Il cristianesimo della sequela non è forse cosa che riguarda un numero troppo ristretto di persone? Non si smentirebbe allora, proprio così, la grande misericordia di Gesù Cristo per chi è nell'errore e nella disperazione?
Che dire in proposito? Sono pochi o molti quelli che appartengono a Gesù?
Che dire in proposito? Sono pochi o molti quelli che appartengono a Gesù?
Gesù è morto sulla croce solo, abbandonato dai discepoli. Al suo fianco non erano crocefissi due suoi fedeli, ma due assassini. Ma sotto la croce c'erano tutti, nemici e credenti, dubbiosi e paurosi, schernitori e sconfitti, e per tutti, per i loro peccati, si è levata la preghiera di perdono di Gesù in quel momento.

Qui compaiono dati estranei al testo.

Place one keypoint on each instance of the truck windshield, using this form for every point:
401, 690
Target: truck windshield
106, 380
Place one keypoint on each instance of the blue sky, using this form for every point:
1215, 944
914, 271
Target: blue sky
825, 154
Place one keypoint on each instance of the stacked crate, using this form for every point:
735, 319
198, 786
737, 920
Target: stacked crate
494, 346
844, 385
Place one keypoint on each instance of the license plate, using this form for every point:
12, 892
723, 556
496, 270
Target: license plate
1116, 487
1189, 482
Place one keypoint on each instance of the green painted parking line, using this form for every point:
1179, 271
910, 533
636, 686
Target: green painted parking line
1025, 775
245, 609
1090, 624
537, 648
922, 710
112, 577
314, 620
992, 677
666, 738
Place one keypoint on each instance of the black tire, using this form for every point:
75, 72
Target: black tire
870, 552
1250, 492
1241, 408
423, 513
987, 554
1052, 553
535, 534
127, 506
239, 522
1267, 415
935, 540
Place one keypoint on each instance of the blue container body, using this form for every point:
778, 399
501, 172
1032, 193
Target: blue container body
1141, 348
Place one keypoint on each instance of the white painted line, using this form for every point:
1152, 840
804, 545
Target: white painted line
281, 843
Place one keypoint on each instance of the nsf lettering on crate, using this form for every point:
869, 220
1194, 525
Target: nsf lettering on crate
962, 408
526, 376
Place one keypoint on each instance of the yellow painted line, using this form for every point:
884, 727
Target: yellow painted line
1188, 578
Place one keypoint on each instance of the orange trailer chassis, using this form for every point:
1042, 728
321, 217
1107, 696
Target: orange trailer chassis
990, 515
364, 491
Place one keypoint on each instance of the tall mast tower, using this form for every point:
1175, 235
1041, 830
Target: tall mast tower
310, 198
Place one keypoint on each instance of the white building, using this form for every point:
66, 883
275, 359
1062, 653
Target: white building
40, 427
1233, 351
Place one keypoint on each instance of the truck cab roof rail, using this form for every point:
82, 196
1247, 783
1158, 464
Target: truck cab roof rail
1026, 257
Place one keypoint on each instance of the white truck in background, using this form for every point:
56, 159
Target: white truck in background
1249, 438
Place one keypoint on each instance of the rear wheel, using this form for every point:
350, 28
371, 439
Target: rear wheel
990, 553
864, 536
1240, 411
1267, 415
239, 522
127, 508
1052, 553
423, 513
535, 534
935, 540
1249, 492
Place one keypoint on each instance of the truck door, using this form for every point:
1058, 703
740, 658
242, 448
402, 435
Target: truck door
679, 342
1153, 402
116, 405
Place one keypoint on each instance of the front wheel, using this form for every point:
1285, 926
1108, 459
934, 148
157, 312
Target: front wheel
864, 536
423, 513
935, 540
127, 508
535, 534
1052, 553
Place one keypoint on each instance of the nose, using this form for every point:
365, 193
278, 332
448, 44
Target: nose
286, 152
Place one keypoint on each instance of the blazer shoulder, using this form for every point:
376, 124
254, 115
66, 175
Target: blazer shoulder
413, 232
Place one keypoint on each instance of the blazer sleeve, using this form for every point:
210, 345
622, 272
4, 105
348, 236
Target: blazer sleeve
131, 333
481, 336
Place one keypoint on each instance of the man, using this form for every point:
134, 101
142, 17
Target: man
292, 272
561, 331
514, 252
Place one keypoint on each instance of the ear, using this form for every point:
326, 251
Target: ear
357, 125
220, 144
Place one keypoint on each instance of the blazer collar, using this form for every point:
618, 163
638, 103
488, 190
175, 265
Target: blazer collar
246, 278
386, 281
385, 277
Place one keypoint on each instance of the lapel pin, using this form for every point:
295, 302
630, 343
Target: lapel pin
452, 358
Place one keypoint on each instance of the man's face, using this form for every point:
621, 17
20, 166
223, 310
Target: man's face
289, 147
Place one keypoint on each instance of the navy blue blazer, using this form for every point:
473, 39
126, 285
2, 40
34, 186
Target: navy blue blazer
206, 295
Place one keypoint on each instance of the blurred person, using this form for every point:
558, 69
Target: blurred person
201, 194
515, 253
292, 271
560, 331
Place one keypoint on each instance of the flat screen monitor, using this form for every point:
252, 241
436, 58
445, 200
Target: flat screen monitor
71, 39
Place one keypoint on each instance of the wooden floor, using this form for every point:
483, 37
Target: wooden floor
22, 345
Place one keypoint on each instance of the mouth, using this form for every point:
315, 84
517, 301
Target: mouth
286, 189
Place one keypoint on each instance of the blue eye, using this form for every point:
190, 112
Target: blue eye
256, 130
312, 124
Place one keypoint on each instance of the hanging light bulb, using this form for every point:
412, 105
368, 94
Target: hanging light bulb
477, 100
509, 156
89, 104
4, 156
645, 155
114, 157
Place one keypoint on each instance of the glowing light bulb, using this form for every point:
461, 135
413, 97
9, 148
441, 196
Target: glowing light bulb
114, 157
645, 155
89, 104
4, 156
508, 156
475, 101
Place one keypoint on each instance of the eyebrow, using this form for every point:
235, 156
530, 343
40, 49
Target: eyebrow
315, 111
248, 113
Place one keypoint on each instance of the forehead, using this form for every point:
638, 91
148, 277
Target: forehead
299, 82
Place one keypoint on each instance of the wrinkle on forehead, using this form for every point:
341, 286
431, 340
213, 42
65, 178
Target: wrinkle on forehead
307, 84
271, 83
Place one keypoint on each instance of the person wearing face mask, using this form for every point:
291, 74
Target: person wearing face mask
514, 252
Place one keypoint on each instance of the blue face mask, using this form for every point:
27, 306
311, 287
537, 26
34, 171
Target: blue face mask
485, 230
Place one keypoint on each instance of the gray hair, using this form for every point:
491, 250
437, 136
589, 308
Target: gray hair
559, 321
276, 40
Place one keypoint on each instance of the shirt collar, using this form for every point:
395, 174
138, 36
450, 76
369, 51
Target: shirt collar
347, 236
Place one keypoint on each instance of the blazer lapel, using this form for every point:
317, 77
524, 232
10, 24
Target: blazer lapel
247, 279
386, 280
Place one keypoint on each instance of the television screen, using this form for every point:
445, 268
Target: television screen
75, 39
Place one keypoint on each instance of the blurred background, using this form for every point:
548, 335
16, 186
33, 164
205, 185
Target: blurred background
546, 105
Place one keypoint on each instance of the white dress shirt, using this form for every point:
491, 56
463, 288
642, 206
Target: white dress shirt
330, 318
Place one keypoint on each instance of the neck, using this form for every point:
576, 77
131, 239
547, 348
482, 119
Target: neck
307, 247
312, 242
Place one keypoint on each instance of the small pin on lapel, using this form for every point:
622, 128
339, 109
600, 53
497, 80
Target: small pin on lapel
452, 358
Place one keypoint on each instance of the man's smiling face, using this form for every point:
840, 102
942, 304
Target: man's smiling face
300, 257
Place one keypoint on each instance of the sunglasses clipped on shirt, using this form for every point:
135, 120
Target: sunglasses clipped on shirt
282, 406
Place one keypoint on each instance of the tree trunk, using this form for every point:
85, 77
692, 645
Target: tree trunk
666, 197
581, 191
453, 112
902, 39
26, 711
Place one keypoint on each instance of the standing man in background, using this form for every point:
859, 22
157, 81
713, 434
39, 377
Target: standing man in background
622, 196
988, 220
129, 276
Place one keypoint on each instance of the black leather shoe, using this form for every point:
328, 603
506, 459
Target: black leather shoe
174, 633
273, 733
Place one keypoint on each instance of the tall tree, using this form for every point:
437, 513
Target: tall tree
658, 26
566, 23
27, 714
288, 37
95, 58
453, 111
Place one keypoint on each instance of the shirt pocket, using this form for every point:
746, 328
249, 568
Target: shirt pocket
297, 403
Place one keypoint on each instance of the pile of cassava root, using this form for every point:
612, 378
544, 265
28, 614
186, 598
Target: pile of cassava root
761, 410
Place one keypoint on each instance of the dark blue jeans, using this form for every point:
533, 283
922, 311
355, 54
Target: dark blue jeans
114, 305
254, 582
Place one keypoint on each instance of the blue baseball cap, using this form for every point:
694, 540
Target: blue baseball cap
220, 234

L'amore misericordioso di Dio vive in mezzo ai suoi nemici. È un solo Gesù Cristo, quello che ci chiama per grazia alla sequela, e che per grazia salva nell'ultima ora il malfattore crocefisso.
Dove la chiamata alla sequela condurrà coloro che la accolgono? Che decisioni e divisioni ne conseguiranno?
Gesù Cristo è il solo a sapere dove porti la via.
Ma noi sappiamo con la massima certezza che sarà una via di misericordia al di là di ogni misura. La sequela è gioia.
Oggi sembra molto difficile percorrere in totale convinzione la via stretta della decisione della chiesa, senza allontanarsi però da tutta l'ampiezza dell'amore di Cristo per tutti gli uomini, dalla pazienza, dalla misericordia, dalla "filantropia" di Dio (Tt 3,4) nei confronti di chi è debole o lontano da Dio; ma nonostante tutto le due cose devono poter convivere, se non vogliamo imboccare vie solo umane.
"Venite a me voi tutti che siete affaticati e oppressi, e io vi darò ristoro. Prendete su di voi il mio giogo e imparare da me, perché sono mite e umile di cuore; troverete ristoro per le anime vostre. Perché il mio giogo è soave e il mio peso leggero" (Mt 11,28 ss)».